When coming up with content for your presentations, try brainstorming ideas around polar opposites such as these:

  • The past and present vs. the future
  • Need vs. fulfillment
  • Speed vs. endurance
  • Ambition vs. humility
  • Stagnation vs. growth
  • Roadblocks vs. clear passage
  • Sacrifice vs. reward
  • Budget vs. quality

Suppose you manage an airline’s maintenance division, and you’re asking for money to invest in analytics.

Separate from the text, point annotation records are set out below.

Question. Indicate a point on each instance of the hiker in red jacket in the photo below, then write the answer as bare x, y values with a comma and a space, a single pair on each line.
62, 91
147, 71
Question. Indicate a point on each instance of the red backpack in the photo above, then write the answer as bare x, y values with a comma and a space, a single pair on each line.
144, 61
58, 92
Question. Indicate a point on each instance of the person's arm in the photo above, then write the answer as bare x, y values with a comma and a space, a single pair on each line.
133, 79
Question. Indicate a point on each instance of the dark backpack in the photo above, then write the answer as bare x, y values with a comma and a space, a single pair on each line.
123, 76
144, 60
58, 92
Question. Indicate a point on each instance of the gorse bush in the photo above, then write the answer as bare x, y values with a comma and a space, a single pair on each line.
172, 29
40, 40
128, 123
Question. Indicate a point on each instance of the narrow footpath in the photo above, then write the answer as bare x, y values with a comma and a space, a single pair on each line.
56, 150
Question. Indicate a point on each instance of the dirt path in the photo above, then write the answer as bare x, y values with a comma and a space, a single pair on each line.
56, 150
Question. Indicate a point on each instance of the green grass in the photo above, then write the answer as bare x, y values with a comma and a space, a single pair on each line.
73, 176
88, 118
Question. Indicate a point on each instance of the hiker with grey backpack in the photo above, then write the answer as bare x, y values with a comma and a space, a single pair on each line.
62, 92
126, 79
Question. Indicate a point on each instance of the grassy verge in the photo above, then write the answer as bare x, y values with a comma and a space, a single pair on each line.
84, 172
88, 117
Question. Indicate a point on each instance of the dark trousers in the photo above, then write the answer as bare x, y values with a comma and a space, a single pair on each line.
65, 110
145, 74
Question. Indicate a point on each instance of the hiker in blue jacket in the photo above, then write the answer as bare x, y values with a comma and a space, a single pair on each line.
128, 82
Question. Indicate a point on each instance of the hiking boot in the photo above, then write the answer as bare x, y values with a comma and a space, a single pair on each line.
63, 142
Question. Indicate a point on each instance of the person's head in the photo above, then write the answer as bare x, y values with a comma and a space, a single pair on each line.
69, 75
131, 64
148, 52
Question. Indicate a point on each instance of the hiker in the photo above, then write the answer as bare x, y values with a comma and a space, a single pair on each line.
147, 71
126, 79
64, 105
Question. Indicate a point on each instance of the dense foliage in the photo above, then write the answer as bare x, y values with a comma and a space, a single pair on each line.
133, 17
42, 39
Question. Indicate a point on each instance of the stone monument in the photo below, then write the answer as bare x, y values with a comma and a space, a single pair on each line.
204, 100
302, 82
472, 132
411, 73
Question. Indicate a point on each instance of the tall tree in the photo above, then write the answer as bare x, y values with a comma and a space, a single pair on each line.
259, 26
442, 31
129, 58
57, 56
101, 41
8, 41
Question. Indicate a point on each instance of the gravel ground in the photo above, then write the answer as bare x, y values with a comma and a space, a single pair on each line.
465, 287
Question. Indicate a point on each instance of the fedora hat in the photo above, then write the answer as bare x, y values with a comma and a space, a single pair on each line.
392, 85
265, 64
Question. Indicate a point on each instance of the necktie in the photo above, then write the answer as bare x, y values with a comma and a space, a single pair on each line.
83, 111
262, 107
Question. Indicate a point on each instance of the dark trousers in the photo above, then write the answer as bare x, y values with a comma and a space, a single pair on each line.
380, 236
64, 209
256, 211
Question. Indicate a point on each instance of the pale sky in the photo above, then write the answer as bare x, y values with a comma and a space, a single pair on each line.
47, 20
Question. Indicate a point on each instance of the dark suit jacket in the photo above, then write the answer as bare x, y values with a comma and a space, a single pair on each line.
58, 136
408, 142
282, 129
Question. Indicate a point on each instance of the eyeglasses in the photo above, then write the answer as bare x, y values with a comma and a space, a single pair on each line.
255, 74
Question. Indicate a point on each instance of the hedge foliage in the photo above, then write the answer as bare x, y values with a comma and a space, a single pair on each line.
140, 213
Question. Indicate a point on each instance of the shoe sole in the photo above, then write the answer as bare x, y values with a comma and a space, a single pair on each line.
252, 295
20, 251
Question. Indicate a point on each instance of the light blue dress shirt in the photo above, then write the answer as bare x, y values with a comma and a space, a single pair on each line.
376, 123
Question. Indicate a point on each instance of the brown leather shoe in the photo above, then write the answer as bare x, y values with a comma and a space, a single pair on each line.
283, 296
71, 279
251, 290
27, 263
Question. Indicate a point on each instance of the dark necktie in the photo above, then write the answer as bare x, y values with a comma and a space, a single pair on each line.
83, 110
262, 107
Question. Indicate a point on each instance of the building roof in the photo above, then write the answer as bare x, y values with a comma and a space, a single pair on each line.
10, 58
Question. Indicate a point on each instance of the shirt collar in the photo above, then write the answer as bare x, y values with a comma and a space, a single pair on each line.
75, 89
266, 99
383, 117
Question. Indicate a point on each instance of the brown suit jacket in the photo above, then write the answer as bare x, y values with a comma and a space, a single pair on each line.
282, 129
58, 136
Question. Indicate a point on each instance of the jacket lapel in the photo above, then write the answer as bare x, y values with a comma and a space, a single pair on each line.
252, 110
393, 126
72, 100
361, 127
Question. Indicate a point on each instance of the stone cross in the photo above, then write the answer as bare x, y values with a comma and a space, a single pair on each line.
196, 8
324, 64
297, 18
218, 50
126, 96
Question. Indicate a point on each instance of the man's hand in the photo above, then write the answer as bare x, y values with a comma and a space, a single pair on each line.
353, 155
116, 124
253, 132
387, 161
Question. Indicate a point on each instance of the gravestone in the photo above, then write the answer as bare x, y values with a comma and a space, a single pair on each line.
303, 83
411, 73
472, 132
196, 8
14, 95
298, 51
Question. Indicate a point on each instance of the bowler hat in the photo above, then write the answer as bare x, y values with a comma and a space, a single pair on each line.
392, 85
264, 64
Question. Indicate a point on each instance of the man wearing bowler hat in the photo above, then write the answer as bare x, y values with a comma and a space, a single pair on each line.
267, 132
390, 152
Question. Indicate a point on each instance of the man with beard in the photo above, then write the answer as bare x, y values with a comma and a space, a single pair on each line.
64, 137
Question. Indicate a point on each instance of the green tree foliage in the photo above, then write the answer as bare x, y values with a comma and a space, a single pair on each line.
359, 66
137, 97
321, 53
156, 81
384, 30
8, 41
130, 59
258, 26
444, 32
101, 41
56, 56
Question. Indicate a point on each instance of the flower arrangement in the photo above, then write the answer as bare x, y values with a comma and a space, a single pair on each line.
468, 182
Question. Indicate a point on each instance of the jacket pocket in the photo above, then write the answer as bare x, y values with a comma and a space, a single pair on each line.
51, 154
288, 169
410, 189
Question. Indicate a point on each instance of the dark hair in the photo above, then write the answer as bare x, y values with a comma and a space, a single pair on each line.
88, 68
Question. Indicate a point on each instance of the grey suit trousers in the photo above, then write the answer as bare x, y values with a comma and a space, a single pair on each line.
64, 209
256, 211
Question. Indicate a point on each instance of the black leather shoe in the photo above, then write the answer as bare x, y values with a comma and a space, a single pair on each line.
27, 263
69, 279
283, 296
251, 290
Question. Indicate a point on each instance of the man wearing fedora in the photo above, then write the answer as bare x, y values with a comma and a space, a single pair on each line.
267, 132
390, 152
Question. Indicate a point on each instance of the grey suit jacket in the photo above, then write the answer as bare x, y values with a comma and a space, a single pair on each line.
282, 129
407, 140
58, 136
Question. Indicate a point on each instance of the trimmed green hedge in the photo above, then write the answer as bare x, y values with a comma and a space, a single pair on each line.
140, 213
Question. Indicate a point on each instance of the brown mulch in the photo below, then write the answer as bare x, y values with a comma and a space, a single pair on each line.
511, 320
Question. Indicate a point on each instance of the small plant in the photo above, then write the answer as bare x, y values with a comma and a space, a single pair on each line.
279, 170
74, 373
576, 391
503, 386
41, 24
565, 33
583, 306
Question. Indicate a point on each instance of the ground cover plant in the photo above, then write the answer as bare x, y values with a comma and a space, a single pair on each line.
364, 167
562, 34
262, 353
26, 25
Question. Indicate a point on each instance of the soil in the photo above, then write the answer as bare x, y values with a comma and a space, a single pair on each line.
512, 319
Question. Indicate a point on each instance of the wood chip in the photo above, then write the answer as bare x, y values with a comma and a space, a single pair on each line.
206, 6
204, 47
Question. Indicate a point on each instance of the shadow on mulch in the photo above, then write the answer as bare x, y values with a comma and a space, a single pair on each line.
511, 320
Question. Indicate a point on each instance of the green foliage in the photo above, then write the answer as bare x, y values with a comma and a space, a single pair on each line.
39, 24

Here’s a pair of opposites you might explore as you figure out how to make your case:

You can share customer complaints by saying, “We’re getting low ratings on customer surveys because of flight delays and missed connections due to simple maintenance issues.” and then contrast that with a picture of what customer satisfaction could look like, saying, “What if we could better schedule our planes’ maintenance by digging into our repair data?”

After that, dive deeper into the source of customer complaints by stating, “We currently follow the manufacturer’s recommended maintenance schedule—and it’s not sufficient. Planes get held up at the gate while mechanics do routine repairs.” and then demonstrate how analytics would help improve customer satisfaction by saying, “By tracking and studying how often we actually perform certain kinds of repairs, we can create a schedule that’s more realistic. We’ll be able to prevent problems instead of fixing them when they pop up.”